It’s not the Rumble in the Jungle or the Thrilla in Manila, but it might be called the Showdown in Downtown or the Battle of the Blue Room.
After years of constant bickering over Guilford County’s percentage of minority contractors, the Guilford County commissioners are primed to have it out in a big way over how much emphasis the county should put on using minority firms for major construction projects.
Each and every commissioner says he or she wants the county to have a solid representation of minority and women-owned business enterprises (MWBE) in its projects – but they have a major disagreement as to how realistic that goal is and how many hoops the county should jump through to make that happen.
On Tuesday, Jan. 8 Guilford County Commissioner Skip Alston and Chairman of the Board Alan Branson got into it in a small meeting held to set the agenda for the next meeting. At the Jan. 8 meeting, Branson – at Alston’s insistence – scheduled an afternoon work session for Thursday, Jan. 17 in the Blue Room of the Old Guilford County Court House to have it out on the MWBE matter. Alston said at that time that it would not be pretty if he were forced to air his concerns in a televised meeting.
Branson said this week that, while minority representation in the county’s construction projects is a noble goal, it shouldn’t be as disruptive as it is and it certainly should not bring long-needed projects to a halt.
He added that he is tired of seeing some commissioners publically berate staff over a lack of minority participation after staff has bent over backward to attempt to award business to minority firms.
The new project that spurred the scheduled showdown is a coming $12-million Emergency Services vehicle maintenance facility that the county has been attempting to get built for nearly two decades.
Branson said he suspects the reason former Guilford County Facilities, Parks and Property Management Director Robert McNiece resigned suddenly last year is that Commissioner Carolyn Coleman continually berated him at meetings because she didn’t think he was making a real effort to get minority participation in major construction projects.
“I don’t know that that is the reason, but I think it is,” Branson said.
He also said that’s one reason he jumped in at the agenda meeting when Alston was going after Guilford County Manager Marty Lawing and new Facilities Director Dan Durham. Alston was incensed when he discovered that the new Emergency Services maintenance facility project had 25 percent MWBE participation but that was mostly women-owned firms and zero black-owned businesses.
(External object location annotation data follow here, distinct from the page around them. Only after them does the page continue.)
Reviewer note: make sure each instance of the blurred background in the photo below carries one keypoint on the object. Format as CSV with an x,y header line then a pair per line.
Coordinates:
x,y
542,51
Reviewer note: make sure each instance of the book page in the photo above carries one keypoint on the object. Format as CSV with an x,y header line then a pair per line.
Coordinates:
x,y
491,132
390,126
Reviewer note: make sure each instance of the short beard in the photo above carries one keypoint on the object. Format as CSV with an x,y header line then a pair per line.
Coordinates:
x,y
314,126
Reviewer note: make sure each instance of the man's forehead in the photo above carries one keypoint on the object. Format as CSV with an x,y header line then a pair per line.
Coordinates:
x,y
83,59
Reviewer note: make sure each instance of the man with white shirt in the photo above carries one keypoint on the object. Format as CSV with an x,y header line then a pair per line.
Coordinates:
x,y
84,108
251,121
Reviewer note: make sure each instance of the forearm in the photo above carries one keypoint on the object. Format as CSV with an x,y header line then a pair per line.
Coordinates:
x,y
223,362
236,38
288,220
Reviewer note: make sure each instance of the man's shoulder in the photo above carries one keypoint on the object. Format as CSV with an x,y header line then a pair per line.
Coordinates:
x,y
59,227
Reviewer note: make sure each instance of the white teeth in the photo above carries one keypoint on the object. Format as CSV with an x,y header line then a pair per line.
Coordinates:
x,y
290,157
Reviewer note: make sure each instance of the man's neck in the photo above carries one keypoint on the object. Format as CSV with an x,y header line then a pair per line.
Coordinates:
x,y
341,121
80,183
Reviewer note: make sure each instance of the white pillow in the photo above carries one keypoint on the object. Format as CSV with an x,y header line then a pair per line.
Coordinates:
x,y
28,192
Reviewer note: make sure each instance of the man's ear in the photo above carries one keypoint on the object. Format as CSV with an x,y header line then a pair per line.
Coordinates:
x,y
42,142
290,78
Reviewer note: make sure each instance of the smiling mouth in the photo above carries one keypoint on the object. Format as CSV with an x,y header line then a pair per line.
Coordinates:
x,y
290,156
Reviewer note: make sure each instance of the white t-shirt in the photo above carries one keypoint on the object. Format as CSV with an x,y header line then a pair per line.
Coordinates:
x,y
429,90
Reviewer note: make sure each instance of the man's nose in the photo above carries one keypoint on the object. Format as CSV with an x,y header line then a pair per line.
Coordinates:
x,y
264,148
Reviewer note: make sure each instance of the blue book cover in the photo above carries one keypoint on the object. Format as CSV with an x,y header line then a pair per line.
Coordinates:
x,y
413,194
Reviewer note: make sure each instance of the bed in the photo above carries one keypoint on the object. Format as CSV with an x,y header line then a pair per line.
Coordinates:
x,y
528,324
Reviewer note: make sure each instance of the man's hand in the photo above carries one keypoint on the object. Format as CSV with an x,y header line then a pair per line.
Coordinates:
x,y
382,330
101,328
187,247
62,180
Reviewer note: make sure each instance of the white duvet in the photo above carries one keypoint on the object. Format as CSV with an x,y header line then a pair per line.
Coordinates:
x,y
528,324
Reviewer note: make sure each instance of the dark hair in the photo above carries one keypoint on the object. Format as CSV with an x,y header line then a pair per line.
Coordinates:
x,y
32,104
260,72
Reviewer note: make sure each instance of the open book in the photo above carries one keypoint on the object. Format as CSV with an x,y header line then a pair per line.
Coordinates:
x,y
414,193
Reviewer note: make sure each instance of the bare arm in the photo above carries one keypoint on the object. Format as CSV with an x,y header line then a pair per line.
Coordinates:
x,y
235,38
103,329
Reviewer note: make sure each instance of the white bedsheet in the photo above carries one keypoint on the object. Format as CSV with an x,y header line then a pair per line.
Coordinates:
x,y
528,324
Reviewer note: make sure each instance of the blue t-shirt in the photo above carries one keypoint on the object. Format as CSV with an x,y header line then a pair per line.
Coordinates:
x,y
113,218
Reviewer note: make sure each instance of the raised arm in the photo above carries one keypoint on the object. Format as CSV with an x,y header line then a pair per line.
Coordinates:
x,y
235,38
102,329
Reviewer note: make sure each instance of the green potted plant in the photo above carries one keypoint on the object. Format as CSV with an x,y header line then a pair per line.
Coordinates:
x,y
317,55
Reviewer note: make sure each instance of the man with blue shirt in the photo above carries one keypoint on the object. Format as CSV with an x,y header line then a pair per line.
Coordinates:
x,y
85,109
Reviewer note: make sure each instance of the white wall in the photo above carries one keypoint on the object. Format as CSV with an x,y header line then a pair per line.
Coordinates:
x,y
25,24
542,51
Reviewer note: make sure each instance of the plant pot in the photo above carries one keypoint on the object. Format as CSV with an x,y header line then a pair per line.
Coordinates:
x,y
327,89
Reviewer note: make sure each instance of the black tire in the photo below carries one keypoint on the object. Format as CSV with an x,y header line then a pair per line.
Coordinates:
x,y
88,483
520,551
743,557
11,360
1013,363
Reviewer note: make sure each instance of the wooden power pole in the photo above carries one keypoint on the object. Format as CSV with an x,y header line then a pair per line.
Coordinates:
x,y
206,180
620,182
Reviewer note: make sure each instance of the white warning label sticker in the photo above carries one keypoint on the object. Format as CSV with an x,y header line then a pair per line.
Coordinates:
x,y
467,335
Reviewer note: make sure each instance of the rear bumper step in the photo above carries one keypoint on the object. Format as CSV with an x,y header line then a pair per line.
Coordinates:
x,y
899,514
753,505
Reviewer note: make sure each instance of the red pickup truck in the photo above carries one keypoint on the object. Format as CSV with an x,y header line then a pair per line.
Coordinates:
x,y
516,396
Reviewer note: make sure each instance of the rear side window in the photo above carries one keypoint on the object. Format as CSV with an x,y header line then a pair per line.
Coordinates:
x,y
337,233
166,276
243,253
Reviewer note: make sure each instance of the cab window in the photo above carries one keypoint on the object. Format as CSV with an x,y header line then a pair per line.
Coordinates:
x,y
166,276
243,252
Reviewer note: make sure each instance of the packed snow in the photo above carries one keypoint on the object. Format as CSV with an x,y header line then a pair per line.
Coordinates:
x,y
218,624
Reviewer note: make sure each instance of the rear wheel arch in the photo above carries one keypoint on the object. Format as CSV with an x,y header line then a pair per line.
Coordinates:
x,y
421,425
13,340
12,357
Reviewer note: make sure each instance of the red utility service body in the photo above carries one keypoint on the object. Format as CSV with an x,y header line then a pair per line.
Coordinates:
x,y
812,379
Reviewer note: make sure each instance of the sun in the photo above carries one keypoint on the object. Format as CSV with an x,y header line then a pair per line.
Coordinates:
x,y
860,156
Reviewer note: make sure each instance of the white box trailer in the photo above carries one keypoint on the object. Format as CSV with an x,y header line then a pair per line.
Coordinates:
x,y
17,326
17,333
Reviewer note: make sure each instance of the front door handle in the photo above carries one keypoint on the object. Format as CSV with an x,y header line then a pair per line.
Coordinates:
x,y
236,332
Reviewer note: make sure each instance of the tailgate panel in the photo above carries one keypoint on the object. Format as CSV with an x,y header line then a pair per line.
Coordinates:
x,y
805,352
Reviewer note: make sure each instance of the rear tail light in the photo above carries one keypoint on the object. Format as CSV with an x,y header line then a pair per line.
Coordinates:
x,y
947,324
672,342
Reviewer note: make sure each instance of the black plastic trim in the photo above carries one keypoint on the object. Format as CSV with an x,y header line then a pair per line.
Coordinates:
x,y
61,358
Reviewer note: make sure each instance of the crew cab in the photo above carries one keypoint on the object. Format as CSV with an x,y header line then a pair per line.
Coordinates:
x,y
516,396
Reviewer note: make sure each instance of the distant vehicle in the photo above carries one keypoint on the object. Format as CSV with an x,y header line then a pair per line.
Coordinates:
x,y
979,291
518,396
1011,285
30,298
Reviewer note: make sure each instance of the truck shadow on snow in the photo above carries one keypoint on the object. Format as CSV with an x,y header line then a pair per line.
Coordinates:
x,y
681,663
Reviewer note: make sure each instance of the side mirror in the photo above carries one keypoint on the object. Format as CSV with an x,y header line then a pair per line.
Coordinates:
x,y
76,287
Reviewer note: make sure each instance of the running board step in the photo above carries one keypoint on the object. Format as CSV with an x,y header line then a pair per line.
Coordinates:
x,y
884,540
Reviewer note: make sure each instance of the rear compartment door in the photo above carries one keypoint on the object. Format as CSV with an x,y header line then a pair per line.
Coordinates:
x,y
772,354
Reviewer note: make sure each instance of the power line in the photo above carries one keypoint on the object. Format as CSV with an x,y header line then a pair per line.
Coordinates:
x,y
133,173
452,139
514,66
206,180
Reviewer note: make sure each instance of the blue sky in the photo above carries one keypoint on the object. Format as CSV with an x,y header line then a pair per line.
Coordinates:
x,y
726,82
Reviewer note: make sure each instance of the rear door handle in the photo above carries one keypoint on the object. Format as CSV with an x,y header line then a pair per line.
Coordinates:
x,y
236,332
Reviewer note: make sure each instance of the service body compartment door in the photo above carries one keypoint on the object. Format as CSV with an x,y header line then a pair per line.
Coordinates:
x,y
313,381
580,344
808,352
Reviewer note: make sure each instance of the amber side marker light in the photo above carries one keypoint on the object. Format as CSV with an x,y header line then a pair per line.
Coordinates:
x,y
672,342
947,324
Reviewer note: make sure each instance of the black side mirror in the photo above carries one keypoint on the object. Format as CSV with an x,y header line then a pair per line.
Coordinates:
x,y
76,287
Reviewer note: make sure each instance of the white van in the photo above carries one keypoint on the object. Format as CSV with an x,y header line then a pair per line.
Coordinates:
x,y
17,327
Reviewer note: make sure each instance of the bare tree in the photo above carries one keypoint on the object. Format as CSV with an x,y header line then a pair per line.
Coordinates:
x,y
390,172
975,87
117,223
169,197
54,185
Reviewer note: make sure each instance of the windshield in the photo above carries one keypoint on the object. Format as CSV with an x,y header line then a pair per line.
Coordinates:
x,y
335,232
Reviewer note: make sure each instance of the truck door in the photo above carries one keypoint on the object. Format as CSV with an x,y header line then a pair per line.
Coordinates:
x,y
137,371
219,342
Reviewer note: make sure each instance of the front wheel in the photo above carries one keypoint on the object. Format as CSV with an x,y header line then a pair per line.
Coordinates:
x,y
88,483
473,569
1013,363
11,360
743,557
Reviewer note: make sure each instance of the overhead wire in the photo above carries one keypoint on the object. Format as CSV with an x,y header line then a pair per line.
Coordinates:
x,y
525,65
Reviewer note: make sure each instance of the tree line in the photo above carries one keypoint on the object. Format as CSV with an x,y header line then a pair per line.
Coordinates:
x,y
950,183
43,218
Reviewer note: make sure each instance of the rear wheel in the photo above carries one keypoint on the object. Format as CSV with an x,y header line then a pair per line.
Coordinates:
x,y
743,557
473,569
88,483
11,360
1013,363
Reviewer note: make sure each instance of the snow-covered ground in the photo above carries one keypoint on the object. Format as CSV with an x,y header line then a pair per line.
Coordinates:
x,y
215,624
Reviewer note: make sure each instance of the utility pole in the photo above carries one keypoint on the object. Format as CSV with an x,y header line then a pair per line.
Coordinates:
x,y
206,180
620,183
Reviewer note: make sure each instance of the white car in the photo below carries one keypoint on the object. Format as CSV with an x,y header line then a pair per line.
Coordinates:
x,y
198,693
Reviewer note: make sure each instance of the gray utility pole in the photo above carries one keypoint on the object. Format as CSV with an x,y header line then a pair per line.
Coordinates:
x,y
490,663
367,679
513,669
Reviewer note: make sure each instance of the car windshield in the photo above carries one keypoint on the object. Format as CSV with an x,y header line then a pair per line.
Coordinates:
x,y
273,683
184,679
Branson said the county makes every effort possible to get minority firms to submit bids, but added that the county can’t make those firms submit qualified bids and he pointed out that the county is required by law to go with the lowest responsible bidder.
“I would be curious how much time staff has spent going above and beyond to try to bring in MWBE firms,” Branson said.
He also said that the construction business is so good right now that firms of all types that do good quality work are getting all the work they can handle.
Coleman said this week that she doesn’t believe county staff has been doing all it can to hire minority firms. She said she was glad the county created a new MWBE director position last year to increase minority participation and that the county had now filled that position.
Coleman also said this is crucial time to focus on minority hiring because the county is planning several major capital projects.
“There should be many possibilities,” she said. “I hope we can get some MWBE participation and I hope we don’t have to fight to get all of it.”